The concave shape of the Walkie Talkie building in London focused the sun’s rays enough to melt rubber in the street below (AFP)
It would be easy to confine failure to the bad, the foolish, and the plain wrong. But in fact it comes in many forms, and “we wanted to celebrate the complexity of failure”, says curator Jane Ní Dhulchaointigh, who invented the (rather successful) material Sugru, a self-setting rubber for repairs in the home. In technology, there’s a “myth of the overnight success”, but the reality is quite different.
Take Prestero’s NeoNurture incubator. In 2010, Time magazine called it “genius” in its list of the year’s best inventions. In the wake of all the plaudits, Prestero tried to launch his innovative incubator to the developing world. It was only then that he encountered an all-too human reality.  
“Every doctor and hospital administrator in the world who has seen [the TV show] ER knows what a medical device should look like,” explains Prestero, “They don’t want effective technology that looks like it’s made from car parts. It sounds crazy but some hospitals would rather have no equipment than something that looks cheap and crummy.”
The first lesson of failure for engineers and designers, then, is that the adoption of technology is governed by existing cultural norms. “There are no dumb users, only dumb products,” says Prestero.

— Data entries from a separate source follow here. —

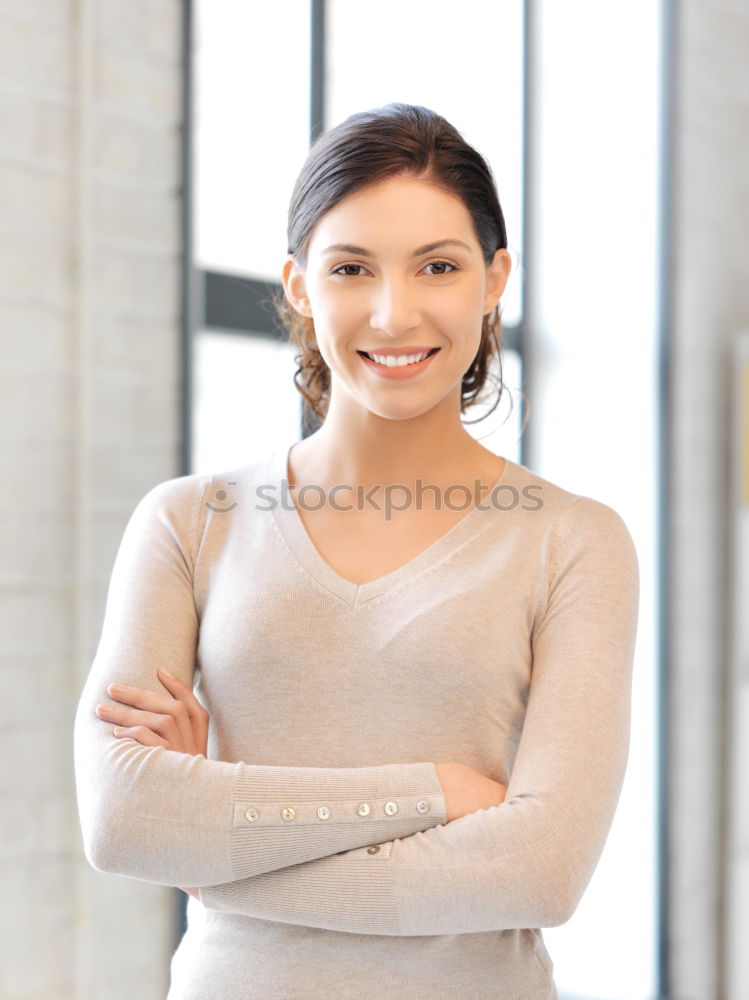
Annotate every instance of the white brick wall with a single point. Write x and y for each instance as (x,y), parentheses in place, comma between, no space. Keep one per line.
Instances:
(89,309)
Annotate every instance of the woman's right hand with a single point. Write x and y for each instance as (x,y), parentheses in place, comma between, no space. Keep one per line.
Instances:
(467,791)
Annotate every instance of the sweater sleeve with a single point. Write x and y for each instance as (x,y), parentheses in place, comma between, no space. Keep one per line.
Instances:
(526,862)
(180,819)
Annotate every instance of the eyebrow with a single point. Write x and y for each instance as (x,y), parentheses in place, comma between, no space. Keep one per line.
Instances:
(350,248)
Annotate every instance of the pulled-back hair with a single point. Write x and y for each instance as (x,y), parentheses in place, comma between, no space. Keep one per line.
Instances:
(366,148)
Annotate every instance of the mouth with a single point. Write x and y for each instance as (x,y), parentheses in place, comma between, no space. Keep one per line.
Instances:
(392,361)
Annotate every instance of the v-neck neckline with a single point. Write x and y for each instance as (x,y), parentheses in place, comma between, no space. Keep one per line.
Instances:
(354,594)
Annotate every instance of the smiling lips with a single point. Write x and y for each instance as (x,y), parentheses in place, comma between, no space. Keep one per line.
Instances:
(399,362)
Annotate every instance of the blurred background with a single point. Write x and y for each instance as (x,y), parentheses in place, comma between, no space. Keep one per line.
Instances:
(148,149)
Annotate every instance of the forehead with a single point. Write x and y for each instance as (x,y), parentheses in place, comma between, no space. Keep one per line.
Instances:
(399,213)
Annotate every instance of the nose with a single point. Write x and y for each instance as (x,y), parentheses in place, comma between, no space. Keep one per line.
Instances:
(395,309)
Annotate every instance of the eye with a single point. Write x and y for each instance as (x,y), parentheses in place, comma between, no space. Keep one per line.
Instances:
(341,267)
(441,263)
(432,263)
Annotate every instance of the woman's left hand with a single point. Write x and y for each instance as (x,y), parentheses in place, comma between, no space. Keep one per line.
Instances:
(176,721)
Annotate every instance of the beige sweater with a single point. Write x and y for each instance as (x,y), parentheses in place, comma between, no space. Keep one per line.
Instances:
(316,827)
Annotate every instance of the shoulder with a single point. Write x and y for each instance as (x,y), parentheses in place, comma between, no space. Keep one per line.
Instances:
(577,523)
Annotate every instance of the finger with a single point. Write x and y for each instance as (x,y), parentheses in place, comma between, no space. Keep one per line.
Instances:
(160,704)
(185,694)
(198,715)
(163,725)
(141,735)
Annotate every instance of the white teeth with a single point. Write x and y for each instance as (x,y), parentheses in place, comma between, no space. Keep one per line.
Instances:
(391,361)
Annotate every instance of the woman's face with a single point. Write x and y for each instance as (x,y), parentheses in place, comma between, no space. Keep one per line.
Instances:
(376,282)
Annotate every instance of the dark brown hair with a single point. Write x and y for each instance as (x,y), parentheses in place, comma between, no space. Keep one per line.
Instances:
(366,148)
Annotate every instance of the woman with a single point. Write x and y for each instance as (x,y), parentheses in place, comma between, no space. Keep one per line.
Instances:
(415,655)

Reassuringly, though, the history of flops in tech would suggest that even if Prestero faltered, others in his footsteps might not. And this gets to the interesting and vital role that failure plays in shaping the devices that rule our lives.  No technology that changes the world comes from nowhere – almost all great inventions are built on a series of failed prototypes and previous iterations made by others that weren’t quite ready to take off. Before the iPod, there was the Listen Up mp3 player; before Facebook, there was Friendster, and before DVDs, there were Laserdiscs. Blame timing, bad luck or the human foibles of their inventors – the point is that these turkeys made it a little bit easier for those that followed.
In fact, this is the story of invention. While we hold up our visionaries and their lightbulb moments, the day-to-day reality of inventing is continual, depressing defeat. British inventor James Dyson, for instance, points out that it took him 5,127 prototypes to develop his first bagless vacuum cleaner. Inventors and scientists must “carry failure” with them all the time, says Ní Dhulchaointigh. 
Installation at the Dublin Science Gallery inspired by the serendipitous discovery of the colour mauve (Fail Better)
Fortunately, such perseverance occasionally brings unexpected success. The educator Ken Robinson describes in his submission how the synthetic dye mauve was discovered. In 1856, William Perkin was experimenting with coal tar, trying to develop a synthetic version of the medicinal substance quinine. Day after day, he kept failing. Then one night, the light from his lamp shone through the edge of his beaker, scattering into a brilliant purple hue. The new colour went down a storm, and Perkin went on to found the synthetic dye industry. Serendipitous success only came from living with persistent setbacks.
So should failure always be embraced? Not quite, says Ní Dhulchaointigh. There’s a mantra bandied around in Silicon Valley, for example: “Fail fast, fail early, fail often”. “It’s almost a badge of honour in the start-up world,” she says. “In a way it’s problematic. It could result in mediocre work.”
Still, when we talk about technology and the way it shapes our lives, it is worth remembering that every invention that changed the world was built on the work of a thousand failed inventors, and a thousand failed ideas.